Arts & Culture » Music

Garden of Barbara Eden

by David-Elijah Nahmod

Barbara Eden: Out of the lamp, into SF. Photo: Michael Caulfield/Getty Images
Barbara Eden: Out of the lamp, into SF. Photo: Michael Caulfield/Getty Images  

Iconic TV star Barbara Eden, best-known for her role as the genie in the 1960s sitcom "I Dream of Jeannie," will be honored with the Distinguished Alumni Award at San Francisco Conservatory of Music's Annual Fanfare Luncheon on Fri., Feb. 14. It's a homecoming for the actress, whose career dates back to the 1950s. Eden grew up in San Francisco and attended Abraham Lincoln High School in the Sunset District.

During her visit, Eden will tour the Conservatory of Music's campus and participate in a student-led Q&A. In a telephone interview with B.A.R., Eden said it feels good to be coming home to SF. It's been a while since she's been here. The last time was about 10 years ago when she appeared at a Marc Huestis-produced tribute at the Castro Theatre.

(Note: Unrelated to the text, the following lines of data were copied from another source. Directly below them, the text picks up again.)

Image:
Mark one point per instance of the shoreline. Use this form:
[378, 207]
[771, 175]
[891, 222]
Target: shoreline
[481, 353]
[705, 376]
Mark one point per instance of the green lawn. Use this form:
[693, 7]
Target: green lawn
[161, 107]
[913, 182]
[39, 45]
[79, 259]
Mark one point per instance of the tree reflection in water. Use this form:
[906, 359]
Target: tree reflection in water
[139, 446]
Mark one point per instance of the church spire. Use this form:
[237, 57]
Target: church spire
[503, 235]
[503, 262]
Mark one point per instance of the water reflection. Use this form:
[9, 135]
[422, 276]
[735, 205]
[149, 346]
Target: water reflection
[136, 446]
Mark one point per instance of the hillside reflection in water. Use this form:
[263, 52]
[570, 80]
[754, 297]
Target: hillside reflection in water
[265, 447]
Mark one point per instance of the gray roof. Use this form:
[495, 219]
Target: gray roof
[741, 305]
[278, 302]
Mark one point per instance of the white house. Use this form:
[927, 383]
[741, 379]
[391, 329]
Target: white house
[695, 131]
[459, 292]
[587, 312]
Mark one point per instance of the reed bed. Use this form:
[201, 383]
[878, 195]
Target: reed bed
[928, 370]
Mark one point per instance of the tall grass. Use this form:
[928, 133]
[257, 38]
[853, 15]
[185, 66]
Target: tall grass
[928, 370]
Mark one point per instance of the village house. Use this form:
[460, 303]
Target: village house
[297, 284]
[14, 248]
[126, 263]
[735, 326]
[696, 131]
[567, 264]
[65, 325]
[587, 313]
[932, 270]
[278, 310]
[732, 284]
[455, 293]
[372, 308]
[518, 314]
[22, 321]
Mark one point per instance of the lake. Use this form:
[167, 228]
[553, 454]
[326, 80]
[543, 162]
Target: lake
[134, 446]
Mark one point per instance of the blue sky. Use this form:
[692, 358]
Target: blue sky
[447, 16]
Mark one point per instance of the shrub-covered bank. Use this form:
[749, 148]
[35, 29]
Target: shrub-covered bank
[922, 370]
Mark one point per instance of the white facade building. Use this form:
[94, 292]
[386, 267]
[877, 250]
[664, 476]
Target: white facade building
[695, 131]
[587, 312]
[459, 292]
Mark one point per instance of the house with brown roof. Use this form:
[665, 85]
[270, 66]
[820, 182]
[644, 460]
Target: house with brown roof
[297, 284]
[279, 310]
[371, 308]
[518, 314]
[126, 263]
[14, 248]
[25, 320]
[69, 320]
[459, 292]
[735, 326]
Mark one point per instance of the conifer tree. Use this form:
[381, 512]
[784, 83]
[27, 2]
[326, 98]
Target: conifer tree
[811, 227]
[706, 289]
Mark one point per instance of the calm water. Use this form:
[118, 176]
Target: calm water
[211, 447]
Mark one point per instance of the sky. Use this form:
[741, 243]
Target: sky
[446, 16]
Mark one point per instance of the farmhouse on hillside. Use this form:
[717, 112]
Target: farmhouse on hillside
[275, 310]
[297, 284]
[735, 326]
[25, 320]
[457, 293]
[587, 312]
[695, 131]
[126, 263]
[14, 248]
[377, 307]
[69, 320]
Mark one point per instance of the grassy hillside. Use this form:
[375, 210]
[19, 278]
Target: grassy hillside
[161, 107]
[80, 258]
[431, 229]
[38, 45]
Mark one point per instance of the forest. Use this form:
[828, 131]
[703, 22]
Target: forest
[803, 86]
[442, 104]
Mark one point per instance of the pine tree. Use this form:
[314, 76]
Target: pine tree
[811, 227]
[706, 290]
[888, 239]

"We lived at 1207 Bush St.," Eden said of her early years. "My dad liked to fish, so he would take all his equipment and me, and we'd go on the trolley car down to the wharf. He'd fish and I'd roller skate. There were tourists, but not many. It was mostly people from the neighborhood, fishermen, lots of fishing boats, and the ferries were running."

Eden recalled a Great Aunt who lived in Vallejo. Her family took the ferry across the Bay to visit her. She vividly remembers the sounds of the foghorns. "That was San Francisco to me," she said. "The fog, the ferry boats, my dad fishing."


Barbara Eden was Miss San Francisco in 1951. Photo: Courtesy the subject  

When she was five years old, Eden won first prize for a Halloween costume she wore to a contest on Polk Street. "It was fun," she recalled. "I had a red wig on. I was Little Miss Muffett." She seemed destined for a career in show business. She was Miss San Francisco 1951.

"It was a wonderful experience," she said. "I was shocked when I won. I was studying acting, and my acting teacher said that I was shy. She said if I could stand in a bathing suit in front of people, it'd help me. It was very difficult for me, inside I was really embarrassed, but I did it, so that was a learning experience."

She studied singing at the Conservatory, and went home to study her work. "My mother told me I was singing every note perfectly, but I didn't mean a word of what I was singing," Eden recalls. Her mother suggested that she try acting, and she did.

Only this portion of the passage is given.